Along with that pressure, he needs to also deal with a wife who's very tired of her husband and has given up any hope for her husband to find a steady job and decides to leave him and the child while she goes back to her parents or somewhere, I actually forgot where, but it's as far away as she can get from him. If that's not enough, his rent has been past due for several months and he must run (it seems he's always running from someone) to a nearby hotel with his cute boy who doesn't understand why has mommy left him and daddy and now apparently they've almost lost everything.
Meanwhile, Will keeps pursuing his dream of becoming a stockbroker but while he's training 6 months to get in the program he must work without pay and must pretend that everything is cool when it's really not cool whatsoever, living in the streets practically. There's a point in the movie where he gets evicted from his hotel room, and his boy is just desperate to go to sleep and doesn't comprehend that his daddy just can't afford the room. Will's eyes turn to rage and frustration when he must tell his son that they cannot stay there anymore and they must now look for another place to stay. It's so hard to watch father and son desperately looking for a place to stay and, when there's no other solution, Will turns to sleeping inside a metro's public bathroom with his boy in his arms, covering his ears when the maintenance crew or someone bangs on the door, trying to get them out of there. I've never seem Will Smith give such a riveting performance here that you feel guilty for everything he's putting his child through, whether is sleeping in a public restroom, or going from shelter to shelter, or living out of hotels. You suffer all his struggles as if you were the parent, trying to protect and support your child the best way that you can.

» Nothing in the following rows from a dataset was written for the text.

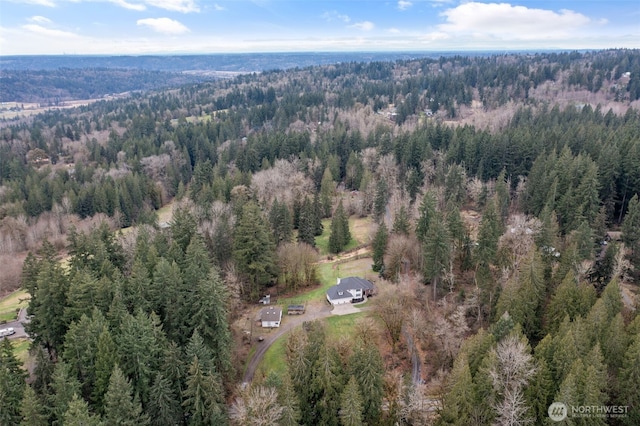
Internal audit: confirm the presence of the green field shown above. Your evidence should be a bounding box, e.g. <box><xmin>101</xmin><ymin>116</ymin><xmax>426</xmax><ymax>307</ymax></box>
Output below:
<box><xmin>0</xmin><ymin>290</ymin><xmax>31</xmax><ymax>324</ymax></box>
<box><xmin>316</xmin><ymin>217</ymin><xmax>371</xmax><ymax>255</ymax></box>
<box><xmin>277</xmin><ymin>257</ymin><xmax>376</xmax><ymax>308</ymax></box>
<box><xmin>11</xmin><ymin>338</ymin><xmax>31</xmax><ymax>366</ymax></box>
<box><xmin>256</xmin><ymin>312</ymin><xmax>365</xmax><ymax>377</ymax></box>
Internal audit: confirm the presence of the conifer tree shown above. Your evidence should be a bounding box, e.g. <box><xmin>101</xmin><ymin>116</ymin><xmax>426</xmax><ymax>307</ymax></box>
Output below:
<box><xmin>233</xmin><ymin>202</ymin><xmax>278</xmax><ymax>297</ymax></box>
<box><xmin>182</xmin><ymin>357</ymin><xmax>227</xmax><ymax>425</ymax></box>
<box><xmin>340</xmin><ymin>376</ymin><xmax>364</xmax><ymax>426</ymax></box>
<box><xmin>0</xmin><ymin>338</ymin><xmax>26</xmax><ymax>425</ymax></box>
<box><xmin>622</xmin><ymin>194</ymin><xmax>640</xmax><ymax>272</ymax></box>
<box><xmin>60</xmin><ymin>394</ymin><xmax>103</xmax><ymax>426</ymax></box>
<box><xmin>329</xmin><ymin>200</ymin><xmax>351</xmax><ymax>253</ymax></box>
<box><xmin>47</xmin><ymin>361</ymin><xmax>86</xmax><ymax>423</ymax></box>
<box><xmin>104</xmin><ymin>365</ymin><xmax>149</xmax><ymax>426</ymax></box>
<box><xmin>372</xmin><ymin>222</ymin><xmax>389</xmax><ymax>272</ymax></box>
<box><xmin>20</xmin><ymin>385</ymin><xmax>48</xmax><ymax>426</ymax></box>
<box><xmin>424</xmin><ymin>214</ymin><xmax>451</xmax><ymax>301</ymax></box>
<box><xmin>92</xmin><ymin>327</ymin><xmax>118</xmax><ymax>410</ymax></box>
<box><xmin>618</xmin><ymin>334</ymin><xmax>640</xmax><ymax>426</ymax></box>
<box><xmin>320</xmin><ymin>167</ymin><xmax>336</xmax><ymax>217</ymax></box>
<box><xmin>148</xmin><ymin>373</ymin><xmax>182</xmax><ymax>426</ymax></box>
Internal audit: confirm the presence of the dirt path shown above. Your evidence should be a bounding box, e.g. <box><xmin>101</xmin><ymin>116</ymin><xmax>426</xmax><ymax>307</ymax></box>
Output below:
<box><xmin>0</xmin><ymin>308</ymin><xmax>29</xmax><ymax>339</ymax></box>
<box><xmin>242</xmin><ymin>304</ymin><xmax>332</xmax><ymax>385</ymax></box>
<box><xmin>242</xmin><ymin>303</ymin><xmax>371</xmax><ymax>386</ymax></box>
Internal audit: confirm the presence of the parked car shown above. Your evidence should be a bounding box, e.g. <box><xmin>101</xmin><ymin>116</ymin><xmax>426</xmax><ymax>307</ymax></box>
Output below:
<box><xmin>0</xmin><ymin>327</ymin><xmax>16</xmax><ymax>337</ymax></box>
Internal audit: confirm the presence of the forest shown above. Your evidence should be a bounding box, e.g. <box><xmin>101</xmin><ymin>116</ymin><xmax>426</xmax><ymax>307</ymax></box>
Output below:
<box><xmin>0</xmin><ymin>50</ymin><xmax>640</xmax><ymax>426</ymax></box>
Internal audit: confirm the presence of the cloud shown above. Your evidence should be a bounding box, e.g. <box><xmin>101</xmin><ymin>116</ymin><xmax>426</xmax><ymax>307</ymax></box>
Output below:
<box><xmin>322</xmin><ymin>10</ymin><xmax>351</xmax><ymax>23</ymax></box>
<box><xmin>144</xmin><ymin>0</ymin><xmax>200</xmax><ymax>13</ymax></box>
<box><xmin>28</xmin><ymin>15</ymin><xmax>51</xmax><ymax>24</ymax></box>
<box><xmin>110</xmin><ymin>0</ymin><xmax>147</xmax><ymax>12</ymax></box>
<box><xmin>398</xmin><ymin>0</ymin><xmax>413</xmax><ymax>10</ymax></box>
<box><xmin>22</xmin><ymin>24</ymin><xmax>78</xmax><ymax>38</ymax></box>
<box><xmin>10</xmin><ymin>0</ymin><xmax>56</xmax><ymax>7</ymax></box>
<box><xmin>136</xmin><ymin>18</ymin><xmax>189</xmax><ymax>35</ymax></box>
<box><xmin>349</xmin><ymin>21</ymin><xmax>375</xmax><ymax>31</ymax></box>
<box><xmin>438</xmin><ymin>2</ymin><xmax>591</xmax><ymax>40</ymax></box>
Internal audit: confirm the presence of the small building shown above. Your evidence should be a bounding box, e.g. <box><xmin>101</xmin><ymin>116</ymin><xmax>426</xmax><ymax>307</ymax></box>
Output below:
<box><xmin>287</xmin><ymin>305</ymin><xmax>304</xmax><ymax>315</ymax></box>
<box><xmin>327</xmin><ymin>277</ymin><xmax>374</xmax><ymax>305</ymax></box>
<box><xmin>260</xmin><ymin>306</ymin><xmax>282</xmax><ymax>328</ymax></box>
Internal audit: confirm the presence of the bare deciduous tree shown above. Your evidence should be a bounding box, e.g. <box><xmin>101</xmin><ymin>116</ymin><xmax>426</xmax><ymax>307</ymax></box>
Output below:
<box><xmin>229</xmin><ymin>386</ymin><xmax>283</xmax><ymax>426</ymax></box>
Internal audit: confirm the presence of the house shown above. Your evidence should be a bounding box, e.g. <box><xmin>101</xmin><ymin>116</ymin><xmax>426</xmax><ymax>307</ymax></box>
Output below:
<box><xmin>287</xmin><ymin>305</ymin><xmax>304</xmax><ymax>315</ymax></box>
<box><xmin>260</xmin><ymin>306</ymin><xmax>282</xmax><ymax>328</ymax></box>
<box><xmin>327</xmin><ymin>277</ymin><xmax>374</xmax><ymax>305</ymax></box>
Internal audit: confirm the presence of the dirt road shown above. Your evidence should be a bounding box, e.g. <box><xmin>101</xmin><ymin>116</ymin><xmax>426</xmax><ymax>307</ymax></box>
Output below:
<box><xmin>242</xmin><ymin>303</ymin><xmax>371</xmax><ymax>386</ymax></box>
<box><xmin>0</xmin><ymin>308</ymin><xmax>29</xmax><ymax>339</ymax></box>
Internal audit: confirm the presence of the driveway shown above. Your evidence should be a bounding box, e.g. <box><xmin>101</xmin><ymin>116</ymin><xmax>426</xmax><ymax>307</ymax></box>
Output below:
<box><xmin>242</xmin><ymin>303</ymin><xmax>370</xmax><ymax>385</ymax></box>
<box><xmin>0</xmin><ymin>308</ymin><xmax>29</xmax><ymax>339</ymax></box>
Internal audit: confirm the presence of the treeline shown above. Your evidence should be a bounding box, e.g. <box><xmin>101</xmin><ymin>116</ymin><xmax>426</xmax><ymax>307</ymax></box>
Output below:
<box><xmin>0</xmin><ymin>221</ymin><xmax>238</xmax><ymax>425</ymax></box>
<box><xmin>0</xmin><ymin>68</ymin><xmax>212</xmax><ymax>105</ymax></box>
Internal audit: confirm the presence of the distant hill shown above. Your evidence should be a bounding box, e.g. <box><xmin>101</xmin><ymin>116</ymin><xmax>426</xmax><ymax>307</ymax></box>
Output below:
<box><xmin>0</xmin><ymin>52</ymin><xmax>460</xmax><ymax>73</ymax></box>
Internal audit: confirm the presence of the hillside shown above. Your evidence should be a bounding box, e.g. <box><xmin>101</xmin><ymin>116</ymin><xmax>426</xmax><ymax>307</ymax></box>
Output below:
<box><xmin>0</xmin><ymin>50</ymin><xmax>640</xmax><ymax>425</ymax></box>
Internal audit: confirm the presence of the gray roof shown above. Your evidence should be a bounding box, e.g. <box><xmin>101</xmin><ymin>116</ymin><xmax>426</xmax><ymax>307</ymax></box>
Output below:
<box><xmin>260</xmin><ymin>306</ymin><xmax>282</xmax><ymax>321</ymax></box>
<box><xmin>327</xmin><ymin>277</ymin><xmax>373</xmax><ymax>300</ymax></box>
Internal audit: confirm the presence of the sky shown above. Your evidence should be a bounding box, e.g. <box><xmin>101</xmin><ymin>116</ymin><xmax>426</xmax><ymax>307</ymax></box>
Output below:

By the end of the film, you're practically exhausted and drained and (in my case) very vulnerable; so when Will finally makes it into the firm after 6 exhausting months of training that he was put through and he's holding back his tears of emotion and happiness, you just feel like hugging whoever is next to you with tears of bittersweet joy yourself. Very powerful movie and one of the rarest films that chronicles the struggle of the main character without the end result. By this time, tough, little do you care how he ended up later on after he succeeded and made it big (he later created a firm and sold it for a lot of moolah), it's all about the struggle, about the pursuit solely and maybe that's the real best story to be told.